“Then all you’ve got to do is to adjust the apparatus till you get a new adjustment which will register ‘the man’s’ wave, isn’t it?” I asked.
“Yes,” snapped Tom, “and it took Denckel three years to get that adjustment, and there’s no data on how he did it. The rest was easy compared to this. If we only had that lost manuscript.”
Jones sat huddled in a dejected heap. Dorothy’s cheery face was downcast. “I must confess,” she sighed, “that I’m afraid the apparatus isn’t going to be of any immediate use to us without the manuscript.”
“Any immediate use!” sputtered Tom. “The old thing isn’t worth a rap. It’ll be registering every trolley car that goes by next. We’ve done every thing we know how to fix it, and it may be ten years before we find out what’s the trouble. If we only had the Denckel manuscript.”

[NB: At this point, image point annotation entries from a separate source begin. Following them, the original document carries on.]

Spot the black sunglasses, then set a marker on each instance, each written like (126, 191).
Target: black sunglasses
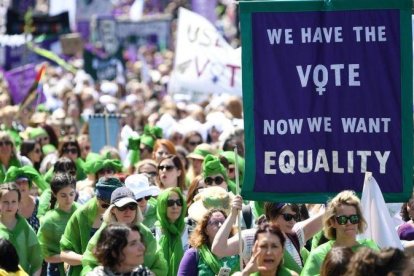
(342, 220)
(131, 207)
(209, 180)
(145, 197)
(70, 150)
(105, 205)
(106, 171)
(167, 167)
(194, 143)
(5, 143)
(171, 202)
(289, 217)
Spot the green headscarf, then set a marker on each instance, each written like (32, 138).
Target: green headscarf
(150, 135)
(170, 241)
(231, 157)
(36, 132)
(29, 172)
(95, 164)
(212, 166)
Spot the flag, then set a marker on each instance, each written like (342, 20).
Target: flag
(34, 91)
(380, 224)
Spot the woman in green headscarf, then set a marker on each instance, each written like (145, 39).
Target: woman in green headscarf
(8, 155)
(24, 177)
(215, 174)
(171, 231)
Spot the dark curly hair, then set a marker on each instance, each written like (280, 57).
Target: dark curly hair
(9, 260)
(111, 242)
(199, 236)
(389, 261)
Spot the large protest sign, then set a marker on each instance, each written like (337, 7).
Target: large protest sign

“Yes, if we only had Denckel’s work,” said Dorothy wearily. “But we haven’t. There’s no use doing anything more to-night. We’ll go at it again in the morning.”
The next two days brought no result. The wave-measuring machine would tell where the waves came from, but it would do nothing towards separating them. Day after day the reflectoscopes were watched for the expected sinking of the German ship, but without avail. Change after change was made in the Denckel apparatus, in the hope that the next alteration might be the right one, and that it might come in time to place the man, before the next battleship went down. Saturday afternoon, the last day of the week in which the man was to sink the German battleship, we sat as usual in the laboratory. The last adjustment had been as unsuccessful as the rest, and Tom and Dorothy sat in deep thought, while Jones was scraping the insulation from some wire at one side.

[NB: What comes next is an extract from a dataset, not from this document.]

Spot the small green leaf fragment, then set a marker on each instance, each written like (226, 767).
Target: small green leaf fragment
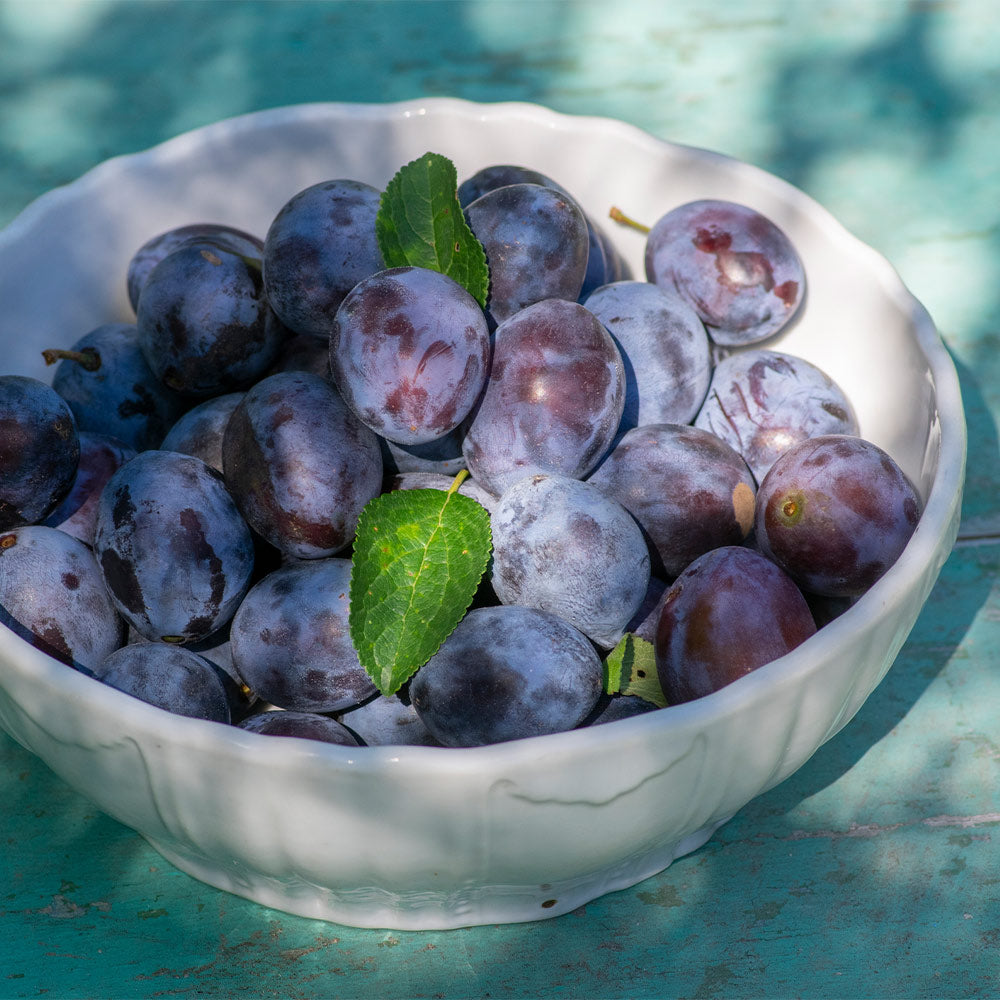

“If we only had that manuscript,” said Tom, for the thousandth time, “but failing it, let’s have another try. Jones, will you bring me that manuscript? I mean the old table of wave constants we made up last winter.”
“That’s it,” remarked Dorothy. “His mind is so intent on the manuscript that he ordered it instead of soup the other day.”
To that maelstrom of papers, his desk, Jones turned to find the needed table of constants, and, after watching his efforts for a few minutes, Tom turned to Dorothy.
“Find it, will you, Dorothy? I imagine it’s there.”